Ella había sido
dócil. Había sido rebelde. Había estado en cualquiera. Había creído que eso era
todo. Había tocado fondo.
Después. Algo.
Un vestigio de
amor propio, o, más bien, de loba protectora de su cría. Porque cuando el
bardo, el desdén, el vale todo, se había llevado consigo –menos mal, todo pasa
por algo- un feto en crecimiento, ese ser que, después de un empujón –así, de
lleno, con el vientre-, había ido a parar sin escalas al inodoro, ahí no hay
retorno.
Luego. Un
hospital público. Una sala de espera roñosa. El cadavercito en la cartera. Ahí.
Ella encontró el cierre.
Tal vez le hizo
falta que se le expusiera así de insoportable el dolor que era capaz de
provocar ese violento. Hasta entonces, ella no había sentido que ese odio podía
destruirla. Estar con él era demostrarse a sí misma cuánto era capaz de sufrir.
Si la habían dejado sola sus propios padres cuando aún no era capaz de atarse
los cordones, y todo lo había aprendido sola…. ¿Por qué no iba a ser así de
solitario, de cruento, de opresivo el matrimonio, la maternidad?
Además.
Un hijo débil.
Constantemente enfermo. Al que no podía abandonarse al dulce sueño, porque se
ahogaba con su propia flema. Toda su vida se recubrió de miedo. Ser madre, de
ese hijo, producto de ese padre, era estar al borde del abismo.
La salud del niño
solamente podía ser síntoma de una familia sin bordes. Nunca más conoció la
paz. Porque todo lo que una madre piensa cuando está sola con su propia imagen
materna y los propios sueños, -que a veces tiñen de colores una realidad que es
negra-, es una ilusión. Mejor, una desilusión.
Todo lo que nos
ocurre cuando formamos una familia –y más aún si es como en este relato: de
sopetón- no es más que un cóctel cuyos ingredientes son lo experenciado y lo
idealizado.
Pues.
El fracaso. Y
después del fracaso, la frustración. Que hunde, primero. Inmoviliza, después. Y
degrada, infecta, por último.
Pero.
Un aborto
producto de un golpe. La descarga violenta que equivocó su blanco. Y la
definitiva apertura de párpados. El fin. El comienzo. Separación. Reparación
–lenta, lentísima, interminable- de la autoestima. La culpa por la familia rota
por decisión personal. El acoso del otro que pide perdón por un acto que no lo tiene.
El miedo que
empieza a abrirse camino. Porque antes era solo una sensación.

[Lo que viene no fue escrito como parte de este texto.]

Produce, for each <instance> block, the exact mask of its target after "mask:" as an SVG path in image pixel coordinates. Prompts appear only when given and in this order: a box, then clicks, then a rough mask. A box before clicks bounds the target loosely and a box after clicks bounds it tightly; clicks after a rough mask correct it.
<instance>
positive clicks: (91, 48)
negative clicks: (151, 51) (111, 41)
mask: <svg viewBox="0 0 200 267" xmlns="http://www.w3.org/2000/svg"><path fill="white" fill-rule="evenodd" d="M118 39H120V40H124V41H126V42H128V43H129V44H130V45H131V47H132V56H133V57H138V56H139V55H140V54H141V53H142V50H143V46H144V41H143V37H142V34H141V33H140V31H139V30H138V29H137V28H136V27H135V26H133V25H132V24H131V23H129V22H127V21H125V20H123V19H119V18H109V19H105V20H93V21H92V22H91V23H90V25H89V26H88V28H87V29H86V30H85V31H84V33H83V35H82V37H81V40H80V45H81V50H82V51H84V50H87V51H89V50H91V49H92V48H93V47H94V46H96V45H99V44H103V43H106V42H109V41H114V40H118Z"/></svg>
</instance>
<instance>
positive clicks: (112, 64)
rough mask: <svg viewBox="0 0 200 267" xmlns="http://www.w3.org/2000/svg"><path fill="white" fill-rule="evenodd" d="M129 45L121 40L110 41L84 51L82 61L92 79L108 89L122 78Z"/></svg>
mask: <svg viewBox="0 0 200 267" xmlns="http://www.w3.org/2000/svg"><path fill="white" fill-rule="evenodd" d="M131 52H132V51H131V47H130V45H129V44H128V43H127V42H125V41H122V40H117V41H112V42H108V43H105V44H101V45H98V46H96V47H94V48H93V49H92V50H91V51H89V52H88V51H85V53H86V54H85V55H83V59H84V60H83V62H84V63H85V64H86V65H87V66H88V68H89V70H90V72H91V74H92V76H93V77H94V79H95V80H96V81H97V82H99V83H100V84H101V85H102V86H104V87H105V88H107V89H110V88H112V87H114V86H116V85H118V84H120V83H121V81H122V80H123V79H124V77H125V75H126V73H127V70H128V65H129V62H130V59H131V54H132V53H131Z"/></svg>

Ahora el miedo
es el que le permite correr por su vida. Por su entereza mental. Porque de ahí
saldrá la entereza de su hijo. La del que quedó vivo.
Pelearla sola,
con veintitantos años, con sus habilidades, con su fortaleza, para comprarles
pañales y medicamentos al frágil niño. Recubrirse de certezas y carcajadas para
ocultar sus heridas. En esta vida no hay tiempo para charlar sobre lo sentido.
Sobre lo sufrido. Entretenerse en relaciones vanas. Buscar un cariño paternal
en sujetos equivocados. Resistir el día a día depositando odios en culpables
inocentes. Ver cómo su hijo crece parecido a ese padre y tan marcado por dicho
vínculo como ella. Resistir sus preguntas. Sus indagaciones. Sus ausencias de
los fines de semana. A veces, cuando se va a casa del padre.
Y, un día, tal
vez, enamorarse. Encontrar al opuesto. Al calmo. Al silencioso. De tanto evitar
el caos, se metió en la maraña de la discreción, de la omisión. Casi casi de la
afasia. Y se volvió afónica.
Por eso su
devenir es padecimiento. Es inacción. La actividad, las decisiones llegan a su
nueva familia a través de una fuerza imparable. Aunque finja quietud, aunque
finja sosiego, su acontecer le señala –como un cartel luminoso en Broadway- que
está haciendo las cosas mal.
Entonces.
Te pasa de todo.
Estás meada por elefantes. Tenés mala leche. La vida es una garcha.
Pero, en
realidad, la que sigue decidiendo mal, sos vos. Ella. Que aún no aprendió a
quererse. Y, en consecuencia, sigue entregando y –si bien ahora recibe más que
antes- no encuentra su plenitud. Ni la avizora. Porque para encontrarla,
primero tiene que sanarse. Hacerse cargo de sus culpas, de sus decisiones. Y
perdonarse. Mimarse. Valorarse.
Para que, luego,
todos los amores tan grandes que la rodean, le devuelvan el favor. Porque su
energía vital, contagia soluciones, proyectos. Finales felices.